Recently I've been thinking about the whole issue of peace. The hawks are trying to settle things in the Middle East and bring about peace. The doves object strongly to the tactics, hoping instead for peace.

Huh?

It seems that each side agrees on what peace is: people being civil to each other so that conflict and violence aren't a problem. Realistically, since we're dealing with humans in all their blessed imperfection, we won't find Uptopia on earth, but in the balance things could be much quieter.

The problem comes in the process. Hawks believe in peace through setting rules, enforcement, and compliance. To a degree very few of us have problems with this...most of us do somewhere around the speed limit. What works here is the threat of negative consequences for breaking the rules. The reward is the greatest amount of freedom allowed when so many people share a common living area. Enforcement can be arranged quickly, given that there is a force that is large, strong, and skilled enough.

Enforcement contains a danger: the overuse of it results in oppression, which breeds anger and resentment. Hardly peaceful. (This is where many doves object to the Bush administration: the Bushies are still arguing for the right to torture, against national edict and international law. This extreme attempt at enforcement crosses the line into damaging, for those tortured, for those who find satisfaction in administering it, and for the society that it is done in the name of).

Doves, on the other hand, believe in cultivating individual and social conditions so that people and groups regulate themselves and don't need an external authority telling them to behave. If this could be acheived on a large scale there would be general civility, not to mention little need of a governing authority. This cultivation takes a long time to accomplish. Longer than a single presidency.

Peace is a single coin with two sides. It's physically impossible to have a one-sided coin. It's folly to pretend that there is one right side and one wrong side.

Both sides are honorable, even necessary. It would be folly to assume that everybody in a society would submit to cultivation, and it is likely that there would be somebody slick enough to pretend and then take advantage of others. Something needs to be in place to limit the behaviors and damages these people perpetrate. Thus enforcement. Cultivation, over time and on a large scale, would generally decrease difficulties in a society and make enforcement a more occasional necessity.

Yet we are at poles in our beliefs about peace and it seems that neither side hears nor understands the other. Thus we are not at peace even with ourselves.
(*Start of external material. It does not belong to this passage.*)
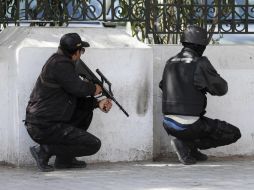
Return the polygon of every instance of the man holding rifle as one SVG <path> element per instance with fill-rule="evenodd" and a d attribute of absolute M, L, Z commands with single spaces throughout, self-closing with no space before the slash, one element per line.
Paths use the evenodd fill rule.
<path fill-rule="evenodd" d="M 30 148 L 41 171 L 53 171 L 49 158 L 56 156 L 55 168 L 82 168 L 84 161 L 76 157 L 95 154 L 101 141 L 87 132 L 93 110 L 107 113 L 112 107 L 108 98 L 98 101 L 94 96 L 102 88 L 82 80 L 75 71 L 89 43 L 77 33 L 62 36 L 58 51 L 43 66 L 26 108 L 26 128 L 39 144 Z"/>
The solution is defined in the problem: we need to sit down together, shut our mouths and open our ears and minds, talk with those not like us until each side is convinced that the other hears and understands, then work together to acheive the common goal that both sides share.
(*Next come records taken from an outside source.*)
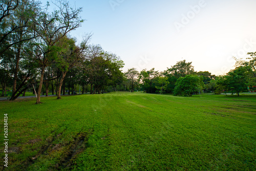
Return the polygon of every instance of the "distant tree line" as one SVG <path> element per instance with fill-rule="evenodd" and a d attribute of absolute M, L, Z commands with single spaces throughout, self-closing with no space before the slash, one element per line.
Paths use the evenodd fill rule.
<path fill-rule="evenodd" d="M 236 68 L 225 75 L 216 76 L 208 71 L 195 72 L 191 62 L 185 60 L 163 72 L 154 68 L 140 72 L 135 69 L 125 73 L 123 82 L 125 90 L 150 93 L 169 93 L 174 95 L 191 96 L 195 94 L 212 93 L 219 94 L 256 91 L 256 52 L 248 53 L 247 60 L 234 58 Z"/>
<path fill-rule="evenodd" d="M 201 92 L 214 94 L 254 91 L 256 52 L 246 61 L 237 60 L 236 68 L 223 76 L 195 72 L 185 60 L 163 72 L 135 68 L 125 73 L 120 57 L 90 44 L 92 34 L 78 42 L 70 33 L 81 26 L 81 8 L 65 0 L 42 6 L 36 0 L 0 2 L 0 83 L 2 96 L 7 91 L 14 100 L 28 91 L 37 96 L 55 94 L 99 94 L 123 91 L 169 93 L 190 96 Z M 78 88 L 79 87 L 79 88 Z"/>
<path fill-rule="evenodd" d="M 91 94 L 122 82 L 123 62 L 100 45 L 90 45 L 85 34 L 78 43 L 69 33 L 81 26 L 81 8 L 65 0 L 42 6 L 35 0 L 0 2 L 0 82 L 2 96 L 10 100 L 27 91 L 37 95 L 76 93 L 76 86 Z M 89 85 L 90 84 L 90 87 Z M 89 90 L 90 89 L 90 90 Z"/>

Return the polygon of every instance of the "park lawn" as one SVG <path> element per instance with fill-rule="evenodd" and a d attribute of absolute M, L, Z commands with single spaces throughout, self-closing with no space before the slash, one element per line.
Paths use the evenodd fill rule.
<path fill-rule="evenodd" d="M 6 94 L 7 95 L 7 96 L 8 97 L 11 97 L 12 96 L 12 92 L 6 92 Z M 2 91 L 0 91 L 0 95 L 2 95 Z M 19 97 L 21 97 L 23 96 L 23 94 L 20 94 Z M 33 94 L 33 92 L 27 92 L 25 93 L 25 96 L 35 96 L 34 94 Z M 1 96 L 0 97 L 3 97 L 3 96 Z"/>
<path fill-rule="evenodd" d="M 256 168 L 255 95 L 117 92 L 55 99 L 0 102 L 3 135 L 8 114 L 5 170 Z M 4 155 L 1 150 L 0 167 Z"/>

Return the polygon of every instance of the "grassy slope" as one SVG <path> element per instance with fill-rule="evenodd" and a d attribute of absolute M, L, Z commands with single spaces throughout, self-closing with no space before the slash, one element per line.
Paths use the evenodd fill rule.
<path fill-rule="evenodd" d="M 255 96 L 118 93 L 55 98 L 42 98 L 39 105 L 34 99 L 0 102 L 1 127 L 3 114 L 9 117 L 9 170 L 256 167 Z"/>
I can imagine a danger inherent in this solution. In redefining peace, or at least the path toward it, we would also have to redefine enemies. So many people are invested in the fight, in the passion, that to give up the thrill of combating an enemy and feeling righteous would be a great loss. In fact, should we learn how to no longer see a brother as an enemy it could generalize to the whole human race. Sheesh. Nobody as an enemy. What would we do for entertainment? Now we have to redefine entertainment. And so on.

Yet what would the Prince of Peace recommend? He certainly didn't advocate for war, literally or figuratively. Even if it's unfamiliar in human history, maybe swallowing our pride and working together is the right thing to do.